Glossary¶
- BAM¶
The comprehensive raw data of genome sequencing. BAM is a binary format for storing sequence data.
- base-quality¶
The base quality score is a measure of the quality of the identification of the nucleobases generated by automated DNA sequencing. Essentially, this is an indication of the likelihood of this base call being correct.
- child¶
An object or node which can be found under another node in a hierarchy (e.g., in the PhenoCODE Metadata tree)
- cohort¶
A group of people with a shared characteristic. In terms of Sequence Miner, a group of subjects in either the case group or control group. See cohort analysis.
- cohort analysis¶
A subset of analytics that identifies relationships between the phenotypic and genomic data of two groups: cases and controls. Two main types of report builders exist for cohort analysis in Sequence Miner: 1) Variant-based association tests and 2) Gene-based association tests.
- collapse¶
Hide an item or object in a menu or heirarchy by clicking the arrow next to it.
- Clinical Sequence Analyzer¶
The Clinical Sequence Analyzer (CSA) is a GUI tool used for data mining and report generation from raw genetic data.
- expand¶
Show an item or object in a menu or hierarchy by clicking the arrow next to it.
- gene association¶
Definition
- Gene Ontology¶
Definition
- genome¶
The complete set of genes or genetic material present in a cell or organism.
- genomic ordered data¶
Genomic data ordered by the genomic position of the data.
- GOR¶
Genomic Ordered Relation. The main component of GOR is the GOR data processing language, but other components are the GORServer, GORWorker, and AppServer.

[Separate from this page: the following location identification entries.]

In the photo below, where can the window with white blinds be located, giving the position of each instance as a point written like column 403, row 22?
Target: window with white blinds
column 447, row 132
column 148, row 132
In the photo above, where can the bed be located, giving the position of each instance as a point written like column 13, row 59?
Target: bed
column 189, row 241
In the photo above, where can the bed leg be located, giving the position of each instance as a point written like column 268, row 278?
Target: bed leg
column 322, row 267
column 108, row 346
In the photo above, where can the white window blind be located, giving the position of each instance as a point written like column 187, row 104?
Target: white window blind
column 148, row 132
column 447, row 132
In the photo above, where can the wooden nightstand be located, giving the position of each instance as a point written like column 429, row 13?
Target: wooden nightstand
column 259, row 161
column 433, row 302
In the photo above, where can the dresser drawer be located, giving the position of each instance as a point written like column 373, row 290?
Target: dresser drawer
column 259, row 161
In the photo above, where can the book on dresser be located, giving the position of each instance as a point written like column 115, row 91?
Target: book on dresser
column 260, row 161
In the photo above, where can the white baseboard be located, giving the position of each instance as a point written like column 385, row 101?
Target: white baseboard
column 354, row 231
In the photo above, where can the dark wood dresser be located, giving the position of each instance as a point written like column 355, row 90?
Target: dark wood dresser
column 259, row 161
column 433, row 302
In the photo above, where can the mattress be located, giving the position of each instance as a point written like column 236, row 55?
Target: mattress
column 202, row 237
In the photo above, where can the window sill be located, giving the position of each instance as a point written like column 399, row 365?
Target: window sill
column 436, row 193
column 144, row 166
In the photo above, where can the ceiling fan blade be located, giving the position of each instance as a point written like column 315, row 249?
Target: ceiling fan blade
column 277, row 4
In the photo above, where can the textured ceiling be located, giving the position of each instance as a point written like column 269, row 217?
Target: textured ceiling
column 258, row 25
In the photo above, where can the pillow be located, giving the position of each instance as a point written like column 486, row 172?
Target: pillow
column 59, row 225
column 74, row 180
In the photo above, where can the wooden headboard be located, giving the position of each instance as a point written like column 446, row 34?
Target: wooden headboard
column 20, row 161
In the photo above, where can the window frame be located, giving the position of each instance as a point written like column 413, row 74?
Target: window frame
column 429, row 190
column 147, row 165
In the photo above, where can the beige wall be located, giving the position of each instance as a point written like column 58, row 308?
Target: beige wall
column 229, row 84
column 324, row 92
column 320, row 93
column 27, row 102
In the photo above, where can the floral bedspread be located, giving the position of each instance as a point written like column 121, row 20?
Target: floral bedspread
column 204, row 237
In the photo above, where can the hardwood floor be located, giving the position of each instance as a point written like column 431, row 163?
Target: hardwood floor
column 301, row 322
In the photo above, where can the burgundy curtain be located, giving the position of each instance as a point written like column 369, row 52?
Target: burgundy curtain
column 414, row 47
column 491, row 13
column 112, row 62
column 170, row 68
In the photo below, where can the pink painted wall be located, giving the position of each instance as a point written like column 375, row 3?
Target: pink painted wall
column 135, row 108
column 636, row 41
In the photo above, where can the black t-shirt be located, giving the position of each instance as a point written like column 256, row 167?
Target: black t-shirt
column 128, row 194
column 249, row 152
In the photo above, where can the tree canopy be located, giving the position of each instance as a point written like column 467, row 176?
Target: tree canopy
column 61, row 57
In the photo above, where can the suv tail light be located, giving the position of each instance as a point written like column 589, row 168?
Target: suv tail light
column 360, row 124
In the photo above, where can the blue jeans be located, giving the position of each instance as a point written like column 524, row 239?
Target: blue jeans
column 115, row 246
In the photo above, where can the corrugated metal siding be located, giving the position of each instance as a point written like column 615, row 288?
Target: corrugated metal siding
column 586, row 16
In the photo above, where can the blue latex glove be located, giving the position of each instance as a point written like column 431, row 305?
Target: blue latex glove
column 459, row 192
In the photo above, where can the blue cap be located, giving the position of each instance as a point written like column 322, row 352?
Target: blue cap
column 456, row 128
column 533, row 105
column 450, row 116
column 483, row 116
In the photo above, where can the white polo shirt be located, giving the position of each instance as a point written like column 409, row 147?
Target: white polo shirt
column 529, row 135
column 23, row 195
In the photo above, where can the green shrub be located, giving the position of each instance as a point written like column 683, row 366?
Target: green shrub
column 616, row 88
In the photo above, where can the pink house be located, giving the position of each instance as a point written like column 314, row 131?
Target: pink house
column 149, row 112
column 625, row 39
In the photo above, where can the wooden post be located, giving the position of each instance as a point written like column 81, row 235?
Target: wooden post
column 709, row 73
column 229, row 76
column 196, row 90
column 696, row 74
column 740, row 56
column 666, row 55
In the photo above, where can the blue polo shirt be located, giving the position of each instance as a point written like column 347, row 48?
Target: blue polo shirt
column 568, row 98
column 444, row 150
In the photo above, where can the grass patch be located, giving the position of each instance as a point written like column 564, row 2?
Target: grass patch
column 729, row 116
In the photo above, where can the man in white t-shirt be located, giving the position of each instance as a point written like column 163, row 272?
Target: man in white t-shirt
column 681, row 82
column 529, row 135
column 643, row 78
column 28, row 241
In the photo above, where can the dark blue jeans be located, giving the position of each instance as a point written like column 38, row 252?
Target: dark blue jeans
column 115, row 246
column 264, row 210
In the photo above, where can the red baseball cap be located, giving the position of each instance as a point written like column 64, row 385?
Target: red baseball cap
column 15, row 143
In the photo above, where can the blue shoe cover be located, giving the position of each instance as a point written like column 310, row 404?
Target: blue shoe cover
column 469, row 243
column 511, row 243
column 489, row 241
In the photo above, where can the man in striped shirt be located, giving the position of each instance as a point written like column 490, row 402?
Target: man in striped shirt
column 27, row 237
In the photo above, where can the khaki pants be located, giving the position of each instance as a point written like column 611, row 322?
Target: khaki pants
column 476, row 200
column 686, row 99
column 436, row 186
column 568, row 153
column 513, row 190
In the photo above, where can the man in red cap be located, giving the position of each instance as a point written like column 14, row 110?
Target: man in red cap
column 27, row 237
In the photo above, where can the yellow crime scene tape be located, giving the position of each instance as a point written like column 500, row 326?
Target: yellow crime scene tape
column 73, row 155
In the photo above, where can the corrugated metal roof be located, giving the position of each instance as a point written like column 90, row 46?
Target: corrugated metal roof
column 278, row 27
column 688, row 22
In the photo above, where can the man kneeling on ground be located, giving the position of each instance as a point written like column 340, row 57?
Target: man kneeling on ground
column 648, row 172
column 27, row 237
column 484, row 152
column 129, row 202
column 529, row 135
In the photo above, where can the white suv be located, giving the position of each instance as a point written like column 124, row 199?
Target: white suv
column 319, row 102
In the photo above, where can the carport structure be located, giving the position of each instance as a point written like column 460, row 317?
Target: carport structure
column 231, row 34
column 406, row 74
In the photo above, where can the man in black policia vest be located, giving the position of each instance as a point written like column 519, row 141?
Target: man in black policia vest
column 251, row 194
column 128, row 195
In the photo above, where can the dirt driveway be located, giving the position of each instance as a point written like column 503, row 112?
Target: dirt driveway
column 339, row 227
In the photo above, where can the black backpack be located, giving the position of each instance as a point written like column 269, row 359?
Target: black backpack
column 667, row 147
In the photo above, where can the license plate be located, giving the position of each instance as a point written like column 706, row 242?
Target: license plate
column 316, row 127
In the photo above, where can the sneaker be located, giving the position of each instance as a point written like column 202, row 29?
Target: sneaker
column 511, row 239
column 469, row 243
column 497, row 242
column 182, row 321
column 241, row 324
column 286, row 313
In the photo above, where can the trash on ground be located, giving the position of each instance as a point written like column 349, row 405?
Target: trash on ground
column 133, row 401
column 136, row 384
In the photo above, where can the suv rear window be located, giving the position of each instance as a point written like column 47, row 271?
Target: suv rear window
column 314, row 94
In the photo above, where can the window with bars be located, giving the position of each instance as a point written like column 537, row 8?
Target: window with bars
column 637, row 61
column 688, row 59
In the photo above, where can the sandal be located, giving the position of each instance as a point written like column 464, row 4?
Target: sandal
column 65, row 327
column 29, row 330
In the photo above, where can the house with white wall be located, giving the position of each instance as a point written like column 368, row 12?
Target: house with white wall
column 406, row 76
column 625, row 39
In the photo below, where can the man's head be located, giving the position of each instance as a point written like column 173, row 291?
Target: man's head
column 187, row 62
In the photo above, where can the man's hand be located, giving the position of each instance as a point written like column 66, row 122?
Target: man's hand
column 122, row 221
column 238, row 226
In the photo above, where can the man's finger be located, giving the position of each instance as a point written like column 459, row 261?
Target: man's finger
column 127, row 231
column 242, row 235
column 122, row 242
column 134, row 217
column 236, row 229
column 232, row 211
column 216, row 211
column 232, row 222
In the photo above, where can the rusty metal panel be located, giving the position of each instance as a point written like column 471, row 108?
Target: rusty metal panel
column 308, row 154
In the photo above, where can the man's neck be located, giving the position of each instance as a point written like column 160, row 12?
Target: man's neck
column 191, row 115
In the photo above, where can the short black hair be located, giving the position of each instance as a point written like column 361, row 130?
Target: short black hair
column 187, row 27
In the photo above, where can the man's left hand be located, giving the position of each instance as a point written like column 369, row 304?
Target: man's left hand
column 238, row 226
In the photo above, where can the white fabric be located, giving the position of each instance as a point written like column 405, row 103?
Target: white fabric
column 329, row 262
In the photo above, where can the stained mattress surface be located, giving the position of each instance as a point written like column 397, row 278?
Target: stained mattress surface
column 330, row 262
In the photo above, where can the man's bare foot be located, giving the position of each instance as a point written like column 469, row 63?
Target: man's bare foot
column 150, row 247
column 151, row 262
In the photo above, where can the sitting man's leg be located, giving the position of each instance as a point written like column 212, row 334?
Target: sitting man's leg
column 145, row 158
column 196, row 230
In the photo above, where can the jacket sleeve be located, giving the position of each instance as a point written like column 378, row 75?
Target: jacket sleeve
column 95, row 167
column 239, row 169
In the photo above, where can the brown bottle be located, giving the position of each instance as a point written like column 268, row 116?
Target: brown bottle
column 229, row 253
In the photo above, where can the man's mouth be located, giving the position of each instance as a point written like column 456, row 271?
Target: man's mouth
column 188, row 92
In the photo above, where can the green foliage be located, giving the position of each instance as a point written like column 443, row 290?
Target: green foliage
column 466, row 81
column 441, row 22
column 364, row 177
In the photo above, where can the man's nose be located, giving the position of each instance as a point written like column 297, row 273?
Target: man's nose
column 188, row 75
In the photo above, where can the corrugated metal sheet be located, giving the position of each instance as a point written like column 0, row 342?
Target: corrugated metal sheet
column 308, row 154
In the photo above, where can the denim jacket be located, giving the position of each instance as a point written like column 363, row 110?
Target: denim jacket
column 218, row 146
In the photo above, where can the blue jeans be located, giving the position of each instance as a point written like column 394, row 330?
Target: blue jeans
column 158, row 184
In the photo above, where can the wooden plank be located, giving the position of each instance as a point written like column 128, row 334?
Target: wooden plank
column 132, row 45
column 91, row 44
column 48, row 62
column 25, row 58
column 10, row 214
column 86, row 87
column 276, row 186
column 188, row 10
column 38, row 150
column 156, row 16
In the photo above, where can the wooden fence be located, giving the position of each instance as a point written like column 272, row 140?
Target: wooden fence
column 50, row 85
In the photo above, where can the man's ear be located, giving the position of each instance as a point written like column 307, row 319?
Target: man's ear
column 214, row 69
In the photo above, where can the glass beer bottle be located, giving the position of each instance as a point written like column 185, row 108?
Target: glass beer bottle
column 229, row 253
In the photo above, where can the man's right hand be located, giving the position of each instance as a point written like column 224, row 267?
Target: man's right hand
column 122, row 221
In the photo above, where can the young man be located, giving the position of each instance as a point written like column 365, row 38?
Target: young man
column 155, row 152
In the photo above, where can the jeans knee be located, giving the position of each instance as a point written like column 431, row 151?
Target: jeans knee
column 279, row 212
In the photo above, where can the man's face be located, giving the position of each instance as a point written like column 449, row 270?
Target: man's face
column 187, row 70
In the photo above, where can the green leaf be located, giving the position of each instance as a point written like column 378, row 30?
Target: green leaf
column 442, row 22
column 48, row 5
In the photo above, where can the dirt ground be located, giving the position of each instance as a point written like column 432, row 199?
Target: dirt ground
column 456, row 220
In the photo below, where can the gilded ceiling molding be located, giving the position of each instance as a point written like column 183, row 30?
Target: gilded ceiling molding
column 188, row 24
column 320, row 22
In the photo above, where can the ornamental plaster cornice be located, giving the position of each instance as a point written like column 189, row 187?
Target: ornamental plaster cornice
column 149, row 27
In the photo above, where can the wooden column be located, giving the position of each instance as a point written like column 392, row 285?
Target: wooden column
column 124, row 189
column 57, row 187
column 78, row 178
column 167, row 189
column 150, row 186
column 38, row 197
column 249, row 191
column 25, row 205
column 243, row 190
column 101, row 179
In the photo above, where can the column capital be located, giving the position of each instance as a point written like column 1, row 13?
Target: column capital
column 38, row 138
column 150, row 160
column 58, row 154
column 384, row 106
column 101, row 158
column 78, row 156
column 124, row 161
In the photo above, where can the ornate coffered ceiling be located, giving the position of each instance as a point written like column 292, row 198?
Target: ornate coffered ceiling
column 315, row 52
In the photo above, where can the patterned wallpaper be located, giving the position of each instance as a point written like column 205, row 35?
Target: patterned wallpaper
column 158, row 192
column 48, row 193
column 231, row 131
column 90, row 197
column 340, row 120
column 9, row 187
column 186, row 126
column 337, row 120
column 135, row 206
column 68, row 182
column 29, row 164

The term “GOR” may be used in reference to:
The declarative query language used to structure commands to access information in the GOR database.
The GOR database itself.
The GOR architecture as a whole.
The act of merging two streams together, e.g. to “gor” together two files.
- GORpipe¶
A command line interface for the GOR language.
- GOR stream¶
A stream of data that is genomic-ordered. In other words, the output from a GOR query.
- GOR Query Language¶
The subject of this manual. A query language for processing, filtering, and outputting genomic-ordered (and non-ordered) relational data.
- heterozygous¶
In terms of the genotype of a diploid organism, a pair of different alleles at a locus on the DNA.
- homozygous¶
In the genotype of a diploid organism, a pair of identical alleles at a single locus on the DNA.
- leaf¶
The end object or node in an object hierarchy or tree, found by expanding the parent nodes (e.g., in the PhenoCODE Metadata tree). See expand.
- mitochrondrial DNA¶
(also known as mtDNA) DNA located in the mitochondria, cellular organelles within eukaryotic cells that convert chemical energy from food into a form that cells can use. Genetic material that is passed down from mothers to sons and daughters.
- OMIM¶
Online Mendelian Inheritance in Man - a continuously updated catalog of human genes and genetic disorders and traits, with a particular focus on the gene-phenotype relationship.
- NOR¶
Non-Ordered Relations. A subset of the commands in the GOR query language is also usable in NOR.
- paralogs¶
Definition
- parent¶
In a hierarchy or tree, the parent is the next object or node above a selected node (e.g., in the PhenoCODE Metadata tree).
- PhenoCODE¶
A phenotype exploration module in Sequence Miner.
- position¶
Also labeled as “POS”. The (first) basepair position of the sequence variant, e.g. the position of the first nucleotide in the Reference column.
- relation¶
In PhenoCODE, data is kept together in a relation.
- root¶
A single top-most object or node in a hierarchy or tree (e.g. PN in the PhenoCODE Metadata tree).
- Sequence Miner¶
The GUI tool used by advanced users of WuXi NextCODE’s tools, which enables deep data mining and custom queries on top of raw genetic data as well as derived data.
- variant association¶
Definition
- variants¶
All the different ways that one person’s DNA sequence can differ from the reference DNA sequence (e.g. Single nucleotide polymorphisms, insertions, deletions, substitutions, structural variants).
- Variant Effect Predictor¶
The Variant Effect Predictor, or VEP, determines the effect of your variants (see above) on genes, transcripts, and protein sequence, as well as regulatory regions.
- zero-based position¶
A numbering format that starts from zero where individual bases in the genomic sequence actually occupy the spaces between the numbers. 0-based systems include UCSC, where other systems like Ensembl use 1-based. GOR is 1-based.